La critique c’est chic 13

Rappelez-vous le dialogue de Socrate avec Ion, le poète inspiré. Le poète ne sait pas d’où lui vient la connaissance de ce qu’il chante. Pourtant, avec Socrate, il reconnaît qu’un lien l’unit à un dieu ou une force, auquel il prête sa voix. Ce lien entre une réalité dont l’origine n’est pas connue du poète, mais qui s’exprime à travers lui, nous en avons, dans notre dernière chronique, proposé l’analyse pour ce qui concerne l’art contemporain en général, la danse contemporaine en particulier, dans leur relation à l’année 68, de la Californie à l’Allemagne de l’Ouest en passant par le Quartier Latin.
Car c’est dans toute la sphère d’hégémonie des États-Unis que se manifeste un esprit commun (dont la genèse remonte loin, sans qu’il s’agisse pour nous d’y revenir pour l’heure). L’esprit de l’OTAN s’exprime sous les traits de Jerry Rubin aux États-Unis, Rudi Dutschke en Allemagne et Cohn-Bendit en France.

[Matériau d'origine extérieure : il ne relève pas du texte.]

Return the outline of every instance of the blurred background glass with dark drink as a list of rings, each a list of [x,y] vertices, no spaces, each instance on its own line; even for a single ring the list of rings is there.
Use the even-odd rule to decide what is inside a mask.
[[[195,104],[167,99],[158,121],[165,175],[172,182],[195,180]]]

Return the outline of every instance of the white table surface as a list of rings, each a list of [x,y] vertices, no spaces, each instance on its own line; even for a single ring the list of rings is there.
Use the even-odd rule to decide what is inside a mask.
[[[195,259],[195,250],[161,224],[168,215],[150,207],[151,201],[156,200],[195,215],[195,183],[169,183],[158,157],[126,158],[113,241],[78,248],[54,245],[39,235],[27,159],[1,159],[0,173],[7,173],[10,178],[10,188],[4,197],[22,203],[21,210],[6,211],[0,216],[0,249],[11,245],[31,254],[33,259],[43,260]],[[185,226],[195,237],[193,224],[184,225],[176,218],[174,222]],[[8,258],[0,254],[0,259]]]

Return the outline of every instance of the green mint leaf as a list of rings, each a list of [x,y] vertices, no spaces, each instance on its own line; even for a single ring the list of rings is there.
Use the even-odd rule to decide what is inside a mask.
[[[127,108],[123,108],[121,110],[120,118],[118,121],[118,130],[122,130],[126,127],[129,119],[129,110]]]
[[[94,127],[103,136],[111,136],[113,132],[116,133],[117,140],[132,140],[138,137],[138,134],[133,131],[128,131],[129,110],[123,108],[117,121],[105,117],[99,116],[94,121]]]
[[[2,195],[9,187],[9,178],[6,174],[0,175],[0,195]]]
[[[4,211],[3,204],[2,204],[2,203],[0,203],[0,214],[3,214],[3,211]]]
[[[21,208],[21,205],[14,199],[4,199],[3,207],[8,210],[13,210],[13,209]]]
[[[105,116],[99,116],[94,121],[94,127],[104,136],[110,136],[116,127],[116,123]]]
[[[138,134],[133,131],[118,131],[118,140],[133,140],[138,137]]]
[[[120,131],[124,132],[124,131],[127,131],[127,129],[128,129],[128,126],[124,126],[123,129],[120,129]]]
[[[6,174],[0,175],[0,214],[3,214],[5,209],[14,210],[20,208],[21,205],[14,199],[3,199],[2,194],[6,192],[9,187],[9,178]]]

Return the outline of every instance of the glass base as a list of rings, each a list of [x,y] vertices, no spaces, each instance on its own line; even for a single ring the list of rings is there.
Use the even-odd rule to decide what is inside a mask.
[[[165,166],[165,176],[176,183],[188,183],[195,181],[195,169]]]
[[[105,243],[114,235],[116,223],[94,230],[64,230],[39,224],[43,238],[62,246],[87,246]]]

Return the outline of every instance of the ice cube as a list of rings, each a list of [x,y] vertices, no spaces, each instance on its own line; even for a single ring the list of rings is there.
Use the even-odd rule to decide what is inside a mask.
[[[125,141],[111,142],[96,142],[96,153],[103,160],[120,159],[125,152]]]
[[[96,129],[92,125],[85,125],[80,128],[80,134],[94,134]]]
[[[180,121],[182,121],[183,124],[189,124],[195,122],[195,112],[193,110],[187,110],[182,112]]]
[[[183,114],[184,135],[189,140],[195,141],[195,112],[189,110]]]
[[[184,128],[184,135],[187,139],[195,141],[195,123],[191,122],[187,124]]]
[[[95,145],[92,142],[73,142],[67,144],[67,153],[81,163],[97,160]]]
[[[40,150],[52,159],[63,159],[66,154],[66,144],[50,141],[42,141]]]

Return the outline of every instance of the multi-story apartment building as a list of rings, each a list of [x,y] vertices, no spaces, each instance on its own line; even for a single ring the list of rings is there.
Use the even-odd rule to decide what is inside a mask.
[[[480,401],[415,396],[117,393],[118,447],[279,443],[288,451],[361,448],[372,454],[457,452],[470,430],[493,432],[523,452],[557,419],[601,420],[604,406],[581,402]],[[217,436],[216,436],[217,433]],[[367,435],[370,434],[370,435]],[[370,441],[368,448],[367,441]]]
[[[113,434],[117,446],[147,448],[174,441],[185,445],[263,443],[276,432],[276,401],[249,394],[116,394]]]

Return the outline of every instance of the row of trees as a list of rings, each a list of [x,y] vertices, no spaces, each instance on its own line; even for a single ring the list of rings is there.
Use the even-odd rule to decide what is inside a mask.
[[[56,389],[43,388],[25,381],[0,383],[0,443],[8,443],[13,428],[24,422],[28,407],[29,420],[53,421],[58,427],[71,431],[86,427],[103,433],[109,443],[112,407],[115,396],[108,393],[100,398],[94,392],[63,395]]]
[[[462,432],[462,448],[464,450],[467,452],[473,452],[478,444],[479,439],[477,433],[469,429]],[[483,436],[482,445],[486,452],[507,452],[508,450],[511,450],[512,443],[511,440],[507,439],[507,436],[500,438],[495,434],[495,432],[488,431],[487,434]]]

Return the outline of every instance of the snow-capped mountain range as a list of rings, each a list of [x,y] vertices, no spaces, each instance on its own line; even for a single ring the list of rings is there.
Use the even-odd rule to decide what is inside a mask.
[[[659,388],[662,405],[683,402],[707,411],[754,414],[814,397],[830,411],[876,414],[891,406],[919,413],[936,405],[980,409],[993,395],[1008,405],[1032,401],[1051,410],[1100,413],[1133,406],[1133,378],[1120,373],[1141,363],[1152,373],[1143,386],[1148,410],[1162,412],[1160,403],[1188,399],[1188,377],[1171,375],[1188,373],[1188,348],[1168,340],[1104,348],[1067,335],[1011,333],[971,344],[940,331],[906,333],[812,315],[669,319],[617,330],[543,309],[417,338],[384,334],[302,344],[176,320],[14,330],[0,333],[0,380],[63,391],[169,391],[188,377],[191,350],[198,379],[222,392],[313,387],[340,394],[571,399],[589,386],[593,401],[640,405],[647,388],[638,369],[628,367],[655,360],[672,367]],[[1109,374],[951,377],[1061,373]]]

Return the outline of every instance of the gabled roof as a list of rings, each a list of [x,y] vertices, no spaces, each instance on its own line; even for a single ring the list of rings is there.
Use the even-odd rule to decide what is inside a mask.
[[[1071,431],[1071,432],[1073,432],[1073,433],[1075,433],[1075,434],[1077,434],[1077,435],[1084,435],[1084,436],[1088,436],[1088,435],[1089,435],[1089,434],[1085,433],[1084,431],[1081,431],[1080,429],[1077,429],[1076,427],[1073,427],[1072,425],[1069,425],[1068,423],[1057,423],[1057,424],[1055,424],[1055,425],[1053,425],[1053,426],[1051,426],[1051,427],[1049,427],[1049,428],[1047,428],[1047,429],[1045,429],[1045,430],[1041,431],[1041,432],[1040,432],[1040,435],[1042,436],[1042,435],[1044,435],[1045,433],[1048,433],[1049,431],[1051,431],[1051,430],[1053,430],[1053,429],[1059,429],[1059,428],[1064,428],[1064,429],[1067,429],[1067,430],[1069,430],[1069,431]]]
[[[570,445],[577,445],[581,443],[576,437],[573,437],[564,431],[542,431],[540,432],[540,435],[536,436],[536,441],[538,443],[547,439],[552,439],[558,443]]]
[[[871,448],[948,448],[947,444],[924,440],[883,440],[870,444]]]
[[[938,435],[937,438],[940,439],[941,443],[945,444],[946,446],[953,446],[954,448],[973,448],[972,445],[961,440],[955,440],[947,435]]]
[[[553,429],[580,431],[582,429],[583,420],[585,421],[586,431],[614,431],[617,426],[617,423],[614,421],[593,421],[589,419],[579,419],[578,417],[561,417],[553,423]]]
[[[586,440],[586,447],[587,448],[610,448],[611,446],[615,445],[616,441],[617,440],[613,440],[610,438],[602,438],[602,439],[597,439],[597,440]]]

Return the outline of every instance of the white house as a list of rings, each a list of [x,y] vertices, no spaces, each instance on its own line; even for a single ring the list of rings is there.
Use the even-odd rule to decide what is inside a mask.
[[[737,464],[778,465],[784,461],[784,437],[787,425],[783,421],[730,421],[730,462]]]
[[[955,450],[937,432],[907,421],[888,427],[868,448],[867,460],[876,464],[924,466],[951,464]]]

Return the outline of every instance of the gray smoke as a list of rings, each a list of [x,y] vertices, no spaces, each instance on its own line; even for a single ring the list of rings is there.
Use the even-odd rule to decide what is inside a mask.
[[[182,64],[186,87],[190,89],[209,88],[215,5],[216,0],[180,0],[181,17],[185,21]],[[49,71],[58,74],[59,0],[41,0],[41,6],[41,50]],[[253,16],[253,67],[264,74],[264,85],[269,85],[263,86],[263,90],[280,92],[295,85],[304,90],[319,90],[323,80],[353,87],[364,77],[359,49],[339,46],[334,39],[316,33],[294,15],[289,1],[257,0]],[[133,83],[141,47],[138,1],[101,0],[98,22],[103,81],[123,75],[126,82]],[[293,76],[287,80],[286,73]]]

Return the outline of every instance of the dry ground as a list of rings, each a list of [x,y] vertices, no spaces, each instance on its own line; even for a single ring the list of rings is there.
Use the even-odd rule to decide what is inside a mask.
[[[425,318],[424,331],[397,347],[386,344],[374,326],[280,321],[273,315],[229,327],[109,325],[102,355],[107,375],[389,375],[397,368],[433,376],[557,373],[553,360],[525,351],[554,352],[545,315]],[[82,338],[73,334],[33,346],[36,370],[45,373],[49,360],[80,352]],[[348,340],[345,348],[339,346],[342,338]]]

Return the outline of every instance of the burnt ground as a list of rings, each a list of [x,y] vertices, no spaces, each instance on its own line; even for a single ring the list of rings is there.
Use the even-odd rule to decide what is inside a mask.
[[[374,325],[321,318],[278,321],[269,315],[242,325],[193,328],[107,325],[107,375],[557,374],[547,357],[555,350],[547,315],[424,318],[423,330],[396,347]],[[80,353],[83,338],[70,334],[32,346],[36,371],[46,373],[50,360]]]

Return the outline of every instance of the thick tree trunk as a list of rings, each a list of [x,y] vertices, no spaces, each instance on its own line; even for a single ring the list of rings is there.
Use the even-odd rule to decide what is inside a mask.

Restons en France, considérant la représentativité des événements qui s’y passent. Rétrospectivement, pensant à mai 68, que trouvons-nous? Un récit qui tient en une phrase : « la jeunesse s’est levée contre l’État répressif ». Une première image : le visage de Cohn-Bendit hilare face à un CRS. Juxtaposée à une seconde, plus floue, plus personnelle, filmée peut-être, presque rêvée, celle d’un lancé de pavé, d’une barricade, d’une course poursuite, ou variante…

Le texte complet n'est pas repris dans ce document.